Adversarial Search and Games
Adversarial search or the games that use it have intricate links to AI. Indeed, AI is making a difference in almost every sector, including gameplay. One can say that the other way around is also correct—games also play a significant role in AI research.
Pioneer AI researchers, for one, used chess to test the intelligence of their creations. The premise is that when a machine beats a human being at a game like chess, that machine has human-like intelligence.
In 1997, IBM’s supercomputer dubbed “Deep Blue” did just that. And it didn’t beat just any person, but the world chess champion Garry Kasparov. In an essay, Kasparov wrote about his first game with Deep Blue in 1996. He said that while he played numerous times against a computer, his match against Deep Blue was different. He sensed a “new kind of intelligence across the table.” During a rematch in 1997, the chess master lost to the supercomputer. In this instance, we can deduce that Deep Blue was better at adversarial search.
Indeed, Deep Blue has enormous computational power. It can consider 100–200 billion positions per second and has around 4,000 positions in its opening book.
In 2006, another world champion, Vladimir Kramnik, was defeated by a machine. This time, it was by Deep Fritz, a German chess computer program.
Checkers is another two-player game that can use adversarial search. A computer program called “Chinook” was developed specifically to play in the World Checkers Championship. And in 1990, it reached its goal. Chinook was the first computer program that won the right to play for the World Checkers Championship.
In contrast to Deep Blue and Deep Fritz, however, Chinook’s knowledge of the game was not learned via AI, as its developers programmed everything. Still, we can’t discount the fact that it is a powerful application. It has a search space of 5×1020 or 500,000,000,000,000,000,000 sets of possible moves (that’s 500 quintillion, in case you’re wondering).

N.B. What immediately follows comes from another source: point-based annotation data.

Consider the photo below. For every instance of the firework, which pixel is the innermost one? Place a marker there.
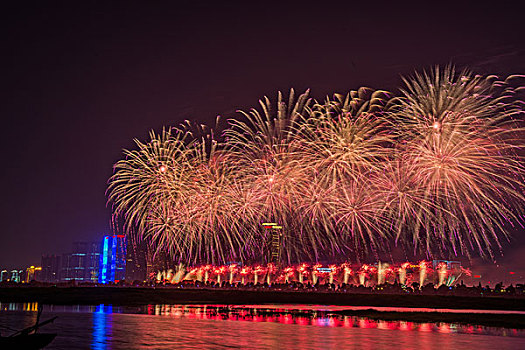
(435, 169)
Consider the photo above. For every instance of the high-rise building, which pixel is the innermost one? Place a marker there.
(112, 267)
(33, 274)
(82, 264)
(51, 268)
(136, 261)
(15, 276)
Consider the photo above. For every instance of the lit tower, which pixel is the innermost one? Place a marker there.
(275, 241)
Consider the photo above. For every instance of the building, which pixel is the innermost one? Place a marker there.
(51, 268)
(82, 264)
(33, 274)
(136, 266)
(112, 267)
(15, 275)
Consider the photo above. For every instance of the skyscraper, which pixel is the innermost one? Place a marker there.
(82, 263)
(136, 266)
(4, 275)
(112, 267)
(51, 267)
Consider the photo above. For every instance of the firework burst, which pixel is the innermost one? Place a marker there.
(435, 169)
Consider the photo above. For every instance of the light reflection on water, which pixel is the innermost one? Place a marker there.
(258, 327)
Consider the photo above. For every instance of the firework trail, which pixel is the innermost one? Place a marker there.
(436, 169)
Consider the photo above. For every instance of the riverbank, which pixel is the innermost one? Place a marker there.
(130, 296)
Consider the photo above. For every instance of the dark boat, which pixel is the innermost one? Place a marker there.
(28, 338)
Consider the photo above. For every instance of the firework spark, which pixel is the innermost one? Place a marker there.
(436, 169)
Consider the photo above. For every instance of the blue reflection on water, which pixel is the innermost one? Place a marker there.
(102, 326)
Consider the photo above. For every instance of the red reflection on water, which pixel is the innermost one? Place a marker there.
(364, 323)
(321, 318)
(406, 326)
(425, 327)
(302, 321)
(444, 328)
(348, 322)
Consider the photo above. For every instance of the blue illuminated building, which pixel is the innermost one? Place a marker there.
(112, 259)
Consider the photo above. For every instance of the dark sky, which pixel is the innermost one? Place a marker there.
(79, 82)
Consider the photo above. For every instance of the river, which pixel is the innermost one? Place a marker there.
(246, 327)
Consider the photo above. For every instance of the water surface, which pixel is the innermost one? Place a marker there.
(247, 327)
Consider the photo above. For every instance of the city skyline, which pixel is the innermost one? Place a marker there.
(77, 100)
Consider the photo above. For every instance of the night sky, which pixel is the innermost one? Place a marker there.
(80, 82)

AlphaGo is a computer program designed to learn and master the 3,000-year-old board game “Go.” It uses machine learning (ML) and deep neural networks and has indeed mastered the game, beating “Go” champions such as Lee Se-dol and Fan Hui.

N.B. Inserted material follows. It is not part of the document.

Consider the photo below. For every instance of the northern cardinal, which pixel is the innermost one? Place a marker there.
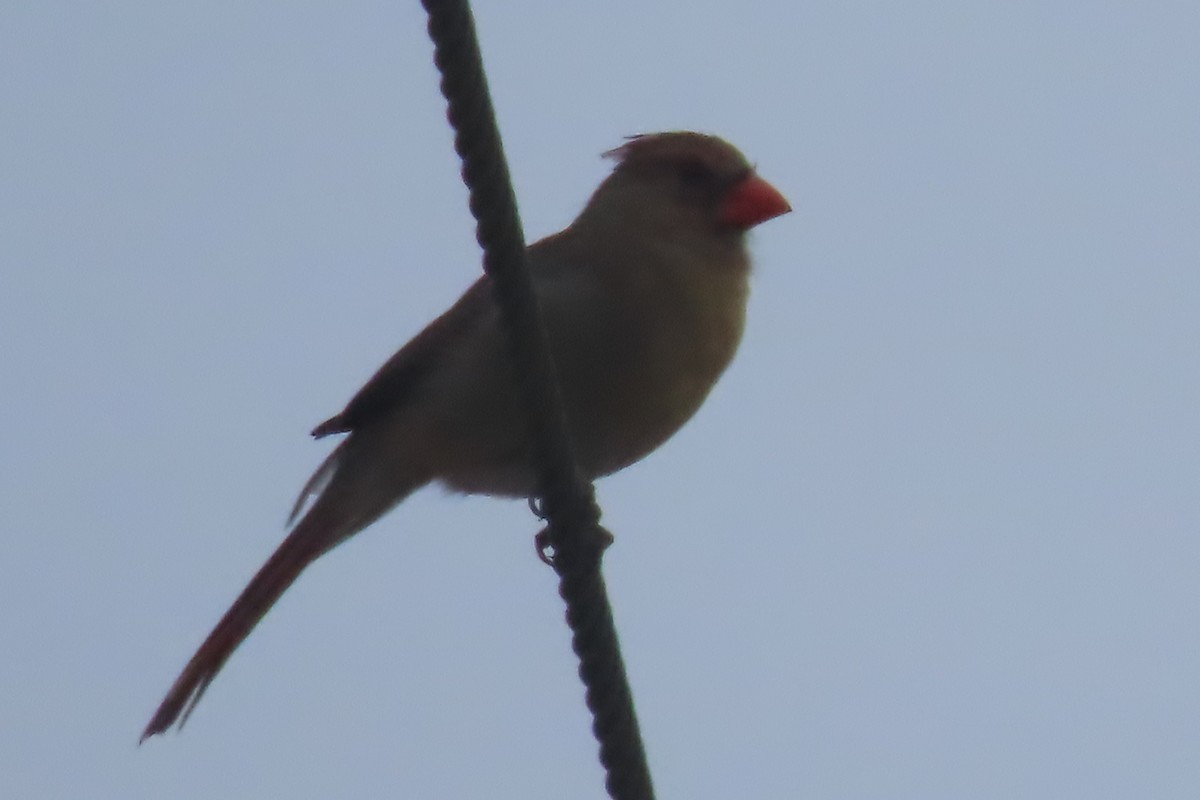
(643, 299)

Se-dol retired in 2019, declaring that “Even if I become number one, there is an entity that cannot be defeated.” He was referring to AI-powered “Go” opponents such as AlphaGo, which has an enormous search space.
Two-player games such as chess, checkers, and “Go” have come a long way with the help of adversarial search methods and other technologies. Although the same game rules are still used, it’s awe-inspiring to think that intelligent machines can also play against humans. People can hone their skills in these types of games by playing against machines.